When I finally retire, I hope to receive a high and rising income from a portfolio of mostly FTSE 100 dividend stocks. So I’m buying all I can afford today.
Sadly, I’m no high roller. Typically, I invest smaller sums of £1,000, or £2,000, whenever I have cash to spare. I’d love to invest bigger sums but that’s how it is.
Invest when I have the cash
One of my favourite passive income stocks is wealth manager M&G (LSE: MNG), which currently comes with a blockbuster yield of 8.66%.
That’s a brilliant rate of income. It will only look better if interest rates are cut and savings rates and bond yields slide as a result.
Dividends are never guaranteed though. Ultra-high yields like this one can be particularly suspect, but I think there’s a good chance it can come through. M&G’s most recent results were published way back in September. Sadly, we don’t have anything more recent, but they showed the company recovering from the stock market volatility of 2022.
First-half adjusted operating profits jumped by almost a third to £390m, as client inflows increased. Hgher interest rates boosted profits in its annuity business unit.
Better still, as far as funding the dividend is concerned, operating capital generation of £505m easily beat estimates of £328m. The board said M&G was on track to meet its 2024 operating capital generation target of £2.5bn for 2024, and is making good progress on its 2025 financial targets. We’ll know more when full-year results are published on 21 March.

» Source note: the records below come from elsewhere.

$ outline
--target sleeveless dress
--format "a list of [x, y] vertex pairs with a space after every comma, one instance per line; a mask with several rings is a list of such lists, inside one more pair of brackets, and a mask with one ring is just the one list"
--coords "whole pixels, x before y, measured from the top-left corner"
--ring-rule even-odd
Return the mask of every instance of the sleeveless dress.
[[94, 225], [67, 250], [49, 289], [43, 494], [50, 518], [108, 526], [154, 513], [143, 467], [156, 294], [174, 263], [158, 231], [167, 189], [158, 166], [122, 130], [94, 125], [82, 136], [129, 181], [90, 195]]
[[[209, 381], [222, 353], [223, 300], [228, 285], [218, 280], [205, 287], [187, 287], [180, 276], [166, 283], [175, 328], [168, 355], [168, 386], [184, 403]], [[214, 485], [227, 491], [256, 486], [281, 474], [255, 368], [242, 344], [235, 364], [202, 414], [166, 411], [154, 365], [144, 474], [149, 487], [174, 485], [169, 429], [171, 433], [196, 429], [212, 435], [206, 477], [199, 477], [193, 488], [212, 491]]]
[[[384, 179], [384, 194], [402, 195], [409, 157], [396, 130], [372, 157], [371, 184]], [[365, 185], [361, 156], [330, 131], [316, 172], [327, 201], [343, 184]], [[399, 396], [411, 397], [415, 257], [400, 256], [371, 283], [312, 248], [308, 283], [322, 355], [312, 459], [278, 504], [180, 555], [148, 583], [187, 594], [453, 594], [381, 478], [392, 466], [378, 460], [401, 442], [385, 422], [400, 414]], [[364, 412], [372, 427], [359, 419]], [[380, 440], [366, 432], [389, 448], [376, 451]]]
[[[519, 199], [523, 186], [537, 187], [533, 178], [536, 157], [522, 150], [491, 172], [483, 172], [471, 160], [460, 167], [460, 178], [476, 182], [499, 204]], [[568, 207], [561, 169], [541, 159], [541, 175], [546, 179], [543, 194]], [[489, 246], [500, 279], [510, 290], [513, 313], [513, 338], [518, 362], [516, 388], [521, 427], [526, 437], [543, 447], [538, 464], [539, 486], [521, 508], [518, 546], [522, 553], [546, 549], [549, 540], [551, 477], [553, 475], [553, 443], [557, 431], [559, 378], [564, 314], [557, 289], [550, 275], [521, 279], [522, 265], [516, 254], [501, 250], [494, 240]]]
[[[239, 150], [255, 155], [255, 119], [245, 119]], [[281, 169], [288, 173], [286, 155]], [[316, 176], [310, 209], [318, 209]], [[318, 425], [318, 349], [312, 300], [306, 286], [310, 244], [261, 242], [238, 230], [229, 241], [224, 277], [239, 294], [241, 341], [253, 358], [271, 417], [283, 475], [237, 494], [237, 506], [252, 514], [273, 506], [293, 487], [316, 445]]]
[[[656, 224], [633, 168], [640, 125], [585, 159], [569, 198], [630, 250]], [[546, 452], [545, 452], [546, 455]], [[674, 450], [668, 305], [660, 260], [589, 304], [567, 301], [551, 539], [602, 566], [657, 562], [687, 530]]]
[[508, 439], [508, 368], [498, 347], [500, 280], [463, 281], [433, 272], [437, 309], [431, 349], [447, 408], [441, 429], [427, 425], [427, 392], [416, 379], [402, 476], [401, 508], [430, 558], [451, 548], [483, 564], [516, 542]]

Consensus forecasts suggest that M&G shares will yield a mighty 9.11% in 2024. At that level of income, I’d double my money in eight years purely by reinvesting my dividends, even if the share price doesn’t rise at all.
An unmissable yield, in my view
By contrast to many other FTSE 100 high yielders, M&G has been showing signs of life on this score. Its shares are up 12.64% over the last 12 months. They comfortably outpaced the FTSE 100 as a whole, which fell 2.82% over the same period.
Also by contrast, other financials have done poorly, with Aviva climbing just 0.86%, Legal & General Group falling 6.03% and Schroders plunging 18.32%.
M&G shares have had a bumpy ride since the company spun off from Prudential in October 2019, but they’re showing signs of promise. They don’t look too expensive either, trading at 10.4 times forecast 2024 earnings.
I’m hoping they’ll climb higher when interest rates fall and the recovery hopefully kicks in. Again, there are no guarantees. If investors decide US tech giants like Nvidia have flown too high, M&G will no doubt crash to earth with the rest of the market.
Yet when I get my next £2,000 to hand, it’ll be high on my buy list. I already hold 3,093 M&G shares worth just over £7,000. At today’s price of 2.264p, my £2k would buy me another 883.
If they yield 9.1%, my new purchases would give income of £182 a year. That’s on top of the £637 I’m already hoping to get. That’s a combined second income of £819 and if M&G stays on track, it should build nicely over time.